HyperNeRF: A Higher-Dimensional Representation for Topologically Varying Neural Radiance Fields
TimeWednesday, December 1512:27pm - 12:41pm JST
LocationHall B5 (1) (5F, B Block) & Virtual Platform
DescriptionNeural Radiance Fields (NeRF) are able to reconstruct scenes with unprecedented fidelity, and various recent works have extended NeRF to handle dynamic scenes. A common approach to reconstruct such non-rigid scenes is through the use of a learned deformation field mapping from coordinates in each input image into a canonical template coordinate space. However, these deformation-based approaches struggle to model changes in topology, as topological changes require a discontinuity in the deformation field, but these deformation fields are necessarily continuous.

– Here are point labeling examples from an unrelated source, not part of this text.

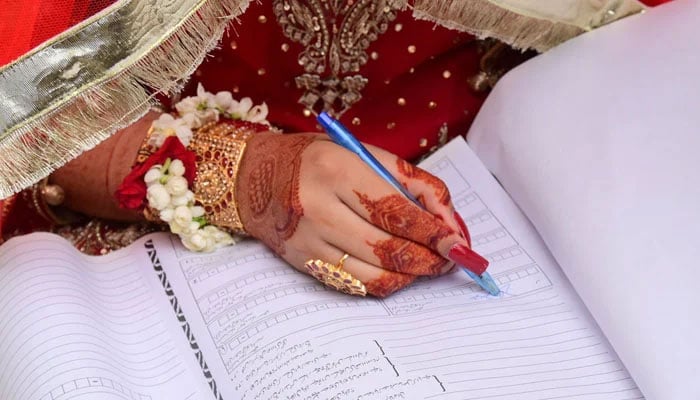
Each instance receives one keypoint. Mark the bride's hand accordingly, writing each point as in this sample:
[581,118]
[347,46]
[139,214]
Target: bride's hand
[308,198]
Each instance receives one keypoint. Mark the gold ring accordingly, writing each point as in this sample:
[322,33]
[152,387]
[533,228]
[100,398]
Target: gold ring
[334,276]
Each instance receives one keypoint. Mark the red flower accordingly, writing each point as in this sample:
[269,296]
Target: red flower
[131,193]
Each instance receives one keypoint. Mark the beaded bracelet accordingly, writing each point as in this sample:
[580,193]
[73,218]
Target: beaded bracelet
[186,168]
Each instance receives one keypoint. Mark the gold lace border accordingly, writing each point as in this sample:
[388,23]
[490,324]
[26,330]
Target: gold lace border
[74,91]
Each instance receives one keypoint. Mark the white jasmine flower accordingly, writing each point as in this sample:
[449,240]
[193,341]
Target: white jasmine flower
[157,196]
[176,185]
[239,109]
[257,114]
[180,200]
[153,175]
[195,242]
[219,237]
[166,125]
[223,100]
[198,110]
[197,211]
[182,216]
[166,214]
[176,168]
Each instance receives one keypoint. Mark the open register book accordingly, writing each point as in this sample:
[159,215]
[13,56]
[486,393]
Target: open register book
[154,321]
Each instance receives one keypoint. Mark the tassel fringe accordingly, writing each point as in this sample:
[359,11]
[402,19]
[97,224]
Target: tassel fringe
[484,19]
[31,151]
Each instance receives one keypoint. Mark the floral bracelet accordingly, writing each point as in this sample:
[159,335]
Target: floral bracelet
[186,169]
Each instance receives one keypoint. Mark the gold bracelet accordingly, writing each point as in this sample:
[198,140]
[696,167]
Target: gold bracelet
[219,148]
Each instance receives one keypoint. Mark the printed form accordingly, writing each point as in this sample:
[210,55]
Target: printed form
[268,331]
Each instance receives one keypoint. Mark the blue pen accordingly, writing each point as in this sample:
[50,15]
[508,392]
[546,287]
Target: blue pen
[342,136]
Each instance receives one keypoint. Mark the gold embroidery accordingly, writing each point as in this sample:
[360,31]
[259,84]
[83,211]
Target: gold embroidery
[219,149]
[336,35]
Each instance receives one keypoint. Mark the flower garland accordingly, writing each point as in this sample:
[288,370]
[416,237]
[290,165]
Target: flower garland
[163,180]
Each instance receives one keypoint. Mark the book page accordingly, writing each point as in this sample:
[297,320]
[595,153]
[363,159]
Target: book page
[79,327]
[270,332]
[597,141]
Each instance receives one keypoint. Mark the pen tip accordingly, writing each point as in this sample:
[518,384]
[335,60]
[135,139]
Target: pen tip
[485,281]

We address this limitation by lifting NeRFs into a higher dimensional space, and by representing the 5D radiance field corresponding to each individual input image as a slice through this ``hyper-space''.
Our method is inspired by level set methods, which model the evolution of surfaces as slices through a higher dimensional surface.
We evaluate our method on two tasks: (i) interpolating smoothly between "moments", i.e., configurations of the scene, seen in the input images while maintaining visual plausibility, and (ii) novel-view synthesis at fixed moments. We show that our method, which we dub HyperNeRF, outperforms existing methods on both tasks.
Compared to Nerfies, HyperNeRF reduces average error rates by 4.1% for interpolation and 8.6% for novel-view synthesis, as measured by LPIPS.